„Die Angst ist nachhaltig und wendig. Sie erwischt dich im Alltag, bei der Familie, auf der Arbeit, in der Liebe“
„Es konnte nicht die Lösung sein, dass sich nur die wehren, die nicht mehr anders können, wir mussten es alle gemeinsam machen.“ Tekin weiß, dass Delek Angst hatte. Angst davor, dass jemand sie verraten könnte. Dass der Staat herausfinden könnte, wer hinter dem Profil von Kangal steckt, die kritische Dinge ins Internet geschrieben hat. Tekin findet aber auch, dass Delek nicht einfach hätte abhauen sollen nach Deutschland. Weil gar nicht gesagt ist, dass es eine Akte über sie gibt, dass sie verhaftet, vernommen, eingesperrt wird. Delek wollte weg, solange es mit ihrem Pass noch möglich war. In Deutschland besorgt sie sich eine Wohnung, meldet sich bei ihrer Cousine Ayla, die sie lange nicht gesehen hat, weil ihre Mütter, die Schwestern waren, sich zerstritten haben – die eine hat in Deutschland geheiratet, die andere ist in der Türkei geblieben. Delek vermutet hinter dem Zerwürfnis politische Motive und merkt, dass die Türk:innen, die in Deutschland leben, sich kaum ausmalen können, welche Zustände in der Heimat tatsächlich herrschen.

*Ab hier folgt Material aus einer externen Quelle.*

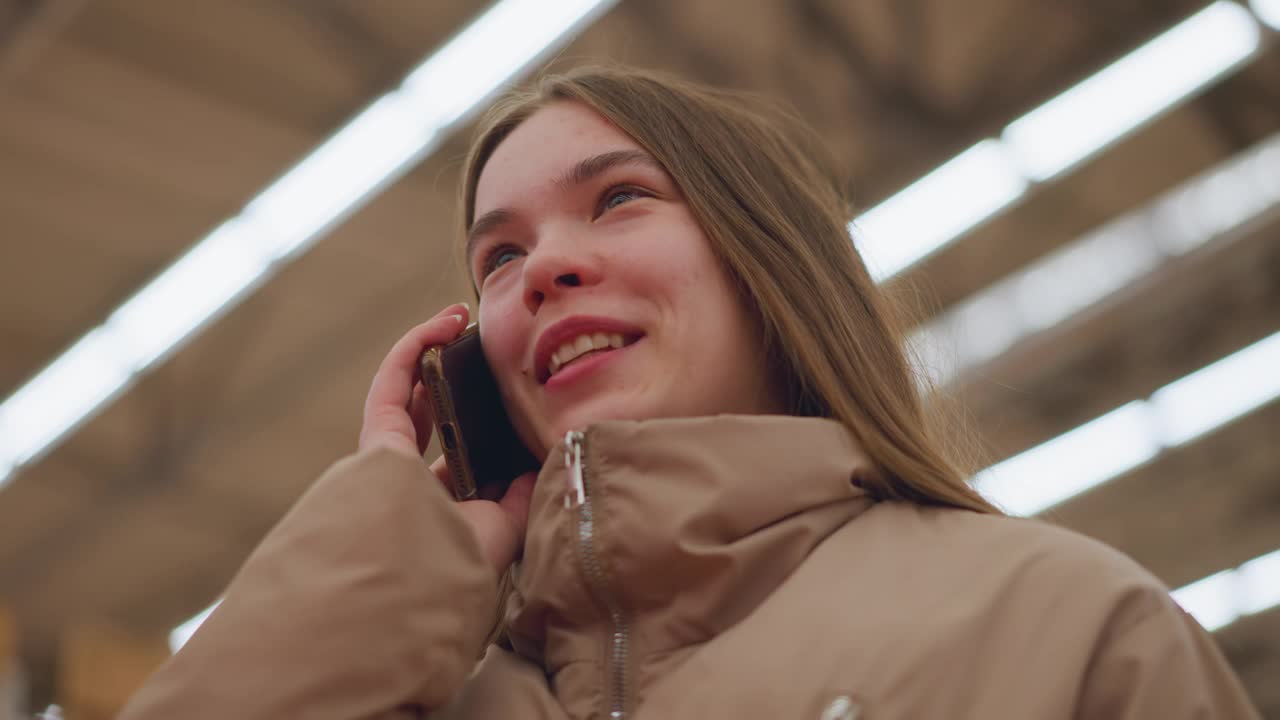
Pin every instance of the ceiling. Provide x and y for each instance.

Anna Yeliz Schentke hat ein beeindruckendes Buch geschrieben über das Leben unter dem türkischen Regime, über Terror, Widerstand und Angst. Sie schildert eine ganz spezielle Sprachlosigkeit: jene von Menschen, die nicht über die Gewalt reden können, die sie erfahren, weil sie sich dann noch mehr in Gefahr bringen – und weil ihnen nicht geglaubt wird. In sehr kurzen Kapiteln mit schnellen, wendigen Sprüngen und Ortswechseln zwischen Ayla, Delek und Tekin zeichnet sie ein Bild der jungen türkischen Generation, die sich zwar vernetzt, um aufzubegehren, aber auf verlorenem Posten kämpft, weil das System so viel stärker ist. Ist Deutschland eine Zuflucht oder nur eine weitere Falle, in der vielleicht nicht Gefängnis droht, aber Ausländerfeindlichkeit, soziale Kälte, Perspektivenlosigkeit? Wie man es auch dreht, es scheint keinen richtigen Weg für Dilek zu geben. Was sie am Ende tut, hat mich überrascht und ich konnte es nicht ganz nachvollziehen, wie überhaupt das Buch eine weitere Ebene zu haben scheint, die für mich unzugänglich war, weil ich kein Türkisch spreche. Ich fand es schwermütig, auf melancholische Weise fremd, traurig, brandaktuell und sehr gut.
Kangal von Anna Yeliz Schentke ist erschienen bei S. Fischer.